Mon, 10 Oct 1994

IMF lending policies

Developing nations dealt a humiliating blow to the International Monetary Fund (IMF) in Madrid last Sunday when they scuttled a proposal that would have effectively increased international foreign exchange reserves.

IMF managing director Michel Camdessus originated the scheme in an effort to help meet the need for an estimated $375 billion of new liquidity in the world economy over the next five years as international trade volumes continue to expand.

This was to be achieved by issuing roughly $50 billion in new foreign exchange reserves to the IMF members, in proportion to their share holdings in the fund.

The reserves were to take the form of Special Drawing Rights which can be cashed in by the banks or used to acquire low cost loans from the World Bank.

The United States and most other Group of Seven industrial nations were reportedly furious with Camdessus, whom they accused of trying to force them to approve billions of dollars more financial aid than they were willing to accept.

While a compromise deal is likely to be agreed in the next two months, the significance of the proposal's defeat lies not so much in the policy consequences, which are minimal, but rather in the message it sends to the rich nations that have dominated the IMF and World Bank policies for so long.

The reality is that the IMF has done little to help those nations that are currently playing a pivotal role in pulling the world out of recession.
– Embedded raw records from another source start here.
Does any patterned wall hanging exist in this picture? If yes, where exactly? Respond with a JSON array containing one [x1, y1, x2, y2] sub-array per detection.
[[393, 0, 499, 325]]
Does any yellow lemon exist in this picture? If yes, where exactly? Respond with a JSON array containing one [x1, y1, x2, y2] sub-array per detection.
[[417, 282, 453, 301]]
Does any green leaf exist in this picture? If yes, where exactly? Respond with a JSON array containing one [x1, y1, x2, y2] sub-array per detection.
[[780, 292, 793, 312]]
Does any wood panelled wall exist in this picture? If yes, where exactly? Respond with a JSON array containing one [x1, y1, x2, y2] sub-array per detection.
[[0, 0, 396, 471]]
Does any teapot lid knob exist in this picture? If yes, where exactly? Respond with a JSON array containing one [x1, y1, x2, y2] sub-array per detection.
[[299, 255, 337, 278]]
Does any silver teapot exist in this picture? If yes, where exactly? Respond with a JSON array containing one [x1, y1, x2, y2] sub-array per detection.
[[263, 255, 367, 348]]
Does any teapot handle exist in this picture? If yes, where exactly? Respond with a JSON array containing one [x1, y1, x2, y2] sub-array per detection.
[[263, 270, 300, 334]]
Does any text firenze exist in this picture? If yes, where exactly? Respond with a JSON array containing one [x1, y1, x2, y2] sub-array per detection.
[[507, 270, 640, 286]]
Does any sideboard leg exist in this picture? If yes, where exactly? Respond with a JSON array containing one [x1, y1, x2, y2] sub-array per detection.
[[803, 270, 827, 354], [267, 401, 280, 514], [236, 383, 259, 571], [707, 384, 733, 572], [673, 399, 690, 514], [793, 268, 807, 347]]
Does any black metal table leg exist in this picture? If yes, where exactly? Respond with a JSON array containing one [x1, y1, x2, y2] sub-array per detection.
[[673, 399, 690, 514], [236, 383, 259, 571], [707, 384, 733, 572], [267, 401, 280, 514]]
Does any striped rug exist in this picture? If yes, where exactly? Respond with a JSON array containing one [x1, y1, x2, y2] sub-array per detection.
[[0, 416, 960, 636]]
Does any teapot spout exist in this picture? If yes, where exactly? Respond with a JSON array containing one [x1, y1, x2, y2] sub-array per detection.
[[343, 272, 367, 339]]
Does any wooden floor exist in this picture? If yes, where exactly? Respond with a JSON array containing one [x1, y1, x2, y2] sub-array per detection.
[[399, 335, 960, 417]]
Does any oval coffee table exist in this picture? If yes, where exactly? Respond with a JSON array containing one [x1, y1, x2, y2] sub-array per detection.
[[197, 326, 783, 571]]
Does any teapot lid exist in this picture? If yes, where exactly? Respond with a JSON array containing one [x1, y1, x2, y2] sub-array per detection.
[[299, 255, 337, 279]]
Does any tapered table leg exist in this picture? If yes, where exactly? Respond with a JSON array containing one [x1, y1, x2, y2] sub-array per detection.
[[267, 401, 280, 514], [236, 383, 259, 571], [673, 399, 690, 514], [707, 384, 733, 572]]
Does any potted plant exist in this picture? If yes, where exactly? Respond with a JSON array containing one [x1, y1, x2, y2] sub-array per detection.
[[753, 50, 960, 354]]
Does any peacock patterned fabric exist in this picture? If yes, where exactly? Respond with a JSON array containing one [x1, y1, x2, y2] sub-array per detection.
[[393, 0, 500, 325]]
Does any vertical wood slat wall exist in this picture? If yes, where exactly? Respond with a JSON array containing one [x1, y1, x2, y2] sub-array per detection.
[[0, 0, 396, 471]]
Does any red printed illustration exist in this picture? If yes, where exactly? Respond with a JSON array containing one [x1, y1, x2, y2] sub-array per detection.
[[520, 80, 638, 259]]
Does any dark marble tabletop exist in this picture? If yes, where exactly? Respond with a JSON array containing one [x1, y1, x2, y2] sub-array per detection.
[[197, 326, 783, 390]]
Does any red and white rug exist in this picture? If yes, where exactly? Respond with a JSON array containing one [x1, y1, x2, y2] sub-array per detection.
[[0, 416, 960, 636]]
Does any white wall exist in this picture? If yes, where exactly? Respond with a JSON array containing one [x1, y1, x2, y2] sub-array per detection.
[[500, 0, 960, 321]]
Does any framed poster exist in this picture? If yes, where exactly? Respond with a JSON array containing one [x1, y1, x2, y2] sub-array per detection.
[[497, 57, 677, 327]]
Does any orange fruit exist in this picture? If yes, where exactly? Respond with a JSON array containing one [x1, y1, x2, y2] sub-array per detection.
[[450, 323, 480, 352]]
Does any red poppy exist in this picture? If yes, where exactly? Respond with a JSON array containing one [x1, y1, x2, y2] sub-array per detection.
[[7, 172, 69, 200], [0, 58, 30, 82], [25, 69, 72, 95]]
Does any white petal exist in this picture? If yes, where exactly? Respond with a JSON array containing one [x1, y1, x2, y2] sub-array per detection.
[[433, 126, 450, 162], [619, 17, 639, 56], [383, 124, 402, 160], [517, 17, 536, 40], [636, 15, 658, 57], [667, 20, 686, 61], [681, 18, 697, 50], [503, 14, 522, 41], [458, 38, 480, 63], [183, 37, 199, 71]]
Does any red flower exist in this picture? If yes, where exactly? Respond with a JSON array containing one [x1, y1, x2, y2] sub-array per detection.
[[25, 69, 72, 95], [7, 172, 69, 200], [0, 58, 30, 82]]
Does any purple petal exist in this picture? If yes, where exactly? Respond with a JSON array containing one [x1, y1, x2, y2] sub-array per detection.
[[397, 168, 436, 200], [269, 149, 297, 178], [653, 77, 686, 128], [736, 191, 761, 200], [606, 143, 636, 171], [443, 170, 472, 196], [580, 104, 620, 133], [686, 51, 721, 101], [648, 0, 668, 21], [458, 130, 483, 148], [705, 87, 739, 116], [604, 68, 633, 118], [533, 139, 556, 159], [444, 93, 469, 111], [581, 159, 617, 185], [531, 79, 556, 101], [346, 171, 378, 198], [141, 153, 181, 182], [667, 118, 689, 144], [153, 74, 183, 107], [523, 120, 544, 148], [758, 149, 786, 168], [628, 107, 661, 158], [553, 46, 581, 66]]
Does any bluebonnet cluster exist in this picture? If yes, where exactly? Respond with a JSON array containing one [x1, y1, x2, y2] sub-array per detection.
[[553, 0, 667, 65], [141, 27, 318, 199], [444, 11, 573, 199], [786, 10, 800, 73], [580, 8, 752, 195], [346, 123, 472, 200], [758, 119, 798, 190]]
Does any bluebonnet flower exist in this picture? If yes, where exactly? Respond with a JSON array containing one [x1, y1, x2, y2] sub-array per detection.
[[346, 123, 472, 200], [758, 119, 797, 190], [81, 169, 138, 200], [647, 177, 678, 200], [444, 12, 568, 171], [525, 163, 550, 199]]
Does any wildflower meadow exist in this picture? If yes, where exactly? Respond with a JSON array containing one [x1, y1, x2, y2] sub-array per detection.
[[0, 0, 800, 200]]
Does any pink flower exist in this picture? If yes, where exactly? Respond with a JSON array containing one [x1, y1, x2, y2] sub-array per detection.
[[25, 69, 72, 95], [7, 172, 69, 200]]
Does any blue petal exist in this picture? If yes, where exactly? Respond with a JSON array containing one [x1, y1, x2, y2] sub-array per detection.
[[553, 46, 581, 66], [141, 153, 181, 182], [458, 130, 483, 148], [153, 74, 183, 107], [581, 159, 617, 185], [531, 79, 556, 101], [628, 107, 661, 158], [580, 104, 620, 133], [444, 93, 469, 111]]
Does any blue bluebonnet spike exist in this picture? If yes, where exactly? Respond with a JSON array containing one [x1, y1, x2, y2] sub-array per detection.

They have achieved much of their growth through their efforts to attract private capital and dismantle trade barriers rather than due to the policies of the financial institutions. Private capital is leading the way.

The IMF has projected a 3.1 percent growth rate for the world economy next year, twice the average rate experienced between 1990-1993.

The forecast for developing nations is 5.6 percent, double that of industrial nations. Several rapidly developing nations of Asia, including Thailand, are expected to post growth rates of around eight percent.

India's finance minister, Manmohan Singh, came up with the most ambitious role for the financial institutions that would also help prevent them from becoming anachronistic in a world where private capital is dominating economic growth.

"For the first time in human history, the complete conquest of poverty, ill health and illiteracy is a technically and financially feasible goal of human endeavor," he said.

This is the objective to which the (IMF and World Bank) must dedicate themselves.